Gill's Exposition of the Entire Bible
What will thou say when he shall punish thee?.... Or, "visit upon thee" (f); that is, either when God shall punish thee for thy sins, thou canst bring no charge of injustice against him, or murmur and repine at the punishment inflicted on thee; so Jarchi; to which agrees the Targum,
"when he shall visit on thee thy sin;''
or else, to which the following words seem to incline, when the enemy shall visit upon thee; so Kimchi and Abarbinel, when the Chaldeans shall come upon thee, and pay thee a visit, an unwelcome one; yet who wilt thou have to blame but thyself? so the Septuagint and Arabic versions render it, "when they shall visit thee"; these words are directed, not to the king, nor to the queen neither; but to the body of the people, the Jewish state, represented as a woman; who, upon consideration of things past, would have a great deal of reason to reflect upon themselves for what they had done in former times, which had led on to their ruin and destruction:
(for thou hast taught them to be captains, and as chief over thee;) the Jews showed the Assyrians the way into their country, used them to come thither, and taught them how to conquer them, and be masters over them; or, "hast taught them against thee" (g); to thy hurt and detriment, to be captains or governors;
for an head, to have the rule over them: this was done by Ahaz, when he sent to Tiglathpileser king of Assyria to come and save him out of the hands of the kings of Syria and Israel, 2 Kings 16:7 and by Hezekiah, when he showed the messengers of the king of Babylon all his treasures; these were invitations and temptations to come and plunder them:
shall not sorrows take thee as a woman in travail? denoting the suddenness of their calamities; the sharpness and severity of them; and that they would be inevitable, and could not be prevented.

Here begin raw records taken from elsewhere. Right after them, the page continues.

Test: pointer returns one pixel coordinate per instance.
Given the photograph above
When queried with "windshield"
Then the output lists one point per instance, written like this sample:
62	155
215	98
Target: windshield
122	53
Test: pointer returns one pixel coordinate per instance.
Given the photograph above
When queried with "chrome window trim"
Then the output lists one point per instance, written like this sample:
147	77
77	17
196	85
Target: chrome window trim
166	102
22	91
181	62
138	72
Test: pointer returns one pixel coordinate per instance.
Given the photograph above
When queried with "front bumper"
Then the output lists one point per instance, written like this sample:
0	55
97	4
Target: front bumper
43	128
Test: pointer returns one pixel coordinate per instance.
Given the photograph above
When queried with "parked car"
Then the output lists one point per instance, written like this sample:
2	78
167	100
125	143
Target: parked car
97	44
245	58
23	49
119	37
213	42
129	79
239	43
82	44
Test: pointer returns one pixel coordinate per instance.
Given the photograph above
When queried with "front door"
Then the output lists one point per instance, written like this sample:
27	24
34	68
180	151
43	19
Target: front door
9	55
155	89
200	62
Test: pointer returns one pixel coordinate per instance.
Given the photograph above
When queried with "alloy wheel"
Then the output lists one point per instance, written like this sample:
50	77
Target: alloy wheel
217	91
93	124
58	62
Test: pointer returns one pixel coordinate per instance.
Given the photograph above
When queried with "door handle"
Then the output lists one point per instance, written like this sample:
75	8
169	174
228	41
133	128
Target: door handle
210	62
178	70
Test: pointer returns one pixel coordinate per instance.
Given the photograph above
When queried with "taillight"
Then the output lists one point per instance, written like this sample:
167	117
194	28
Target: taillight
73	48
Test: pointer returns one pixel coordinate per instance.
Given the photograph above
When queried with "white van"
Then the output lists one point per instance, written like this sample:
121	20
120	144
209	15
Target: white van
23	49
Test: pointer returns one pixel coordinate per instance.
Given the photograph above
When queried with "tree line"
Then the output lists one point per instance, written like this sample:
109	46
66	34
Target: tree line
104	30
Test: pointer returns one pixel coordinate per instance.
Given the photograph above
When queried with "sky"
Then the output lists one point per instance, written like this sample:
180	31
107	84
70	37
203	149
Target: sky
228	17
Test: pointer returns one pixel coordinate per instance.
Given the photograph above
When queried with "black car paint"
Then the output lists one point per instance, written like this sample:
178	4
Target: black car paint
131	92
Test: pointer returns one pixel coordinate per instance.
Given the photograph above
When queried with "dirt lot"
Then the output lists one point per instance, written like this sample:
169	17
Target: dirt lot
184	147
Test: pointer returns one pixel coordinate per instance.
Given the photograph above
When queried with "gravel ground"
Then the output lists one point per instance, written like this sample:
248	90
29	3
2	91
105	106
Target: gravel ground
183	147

(f) "quando visitabit super te"; Cocceius; "quum visitaverit super te", Schmidt. (g) "docuisti istos contra te", Piscator.
Jamieson-Fausset-Brown Bible Commentary
21. captains, and as chief—literally, "princes as to headship"; or "over thy head," namely, the Chaldeans. Rather, translate, "What wilt thou say when God will set them (the enemies, Jer 13:20) above thee, seeing that thou thyself hast accustomed them (to be) with thee as (thy) lovers in the highest place (literally, 'at thy head')? Thou canst not say God does thee wrong, seeing it was thou that gave occasion to His dealing so with thee, by so eagerly courting their intimacy." Compare Jer 2:18, 36; 2Ki 23:29, as to the league of Judah with Babylon, which led Josiah to march against Pharaoh-necho, when the latter was about to attack Babylon [Maurer].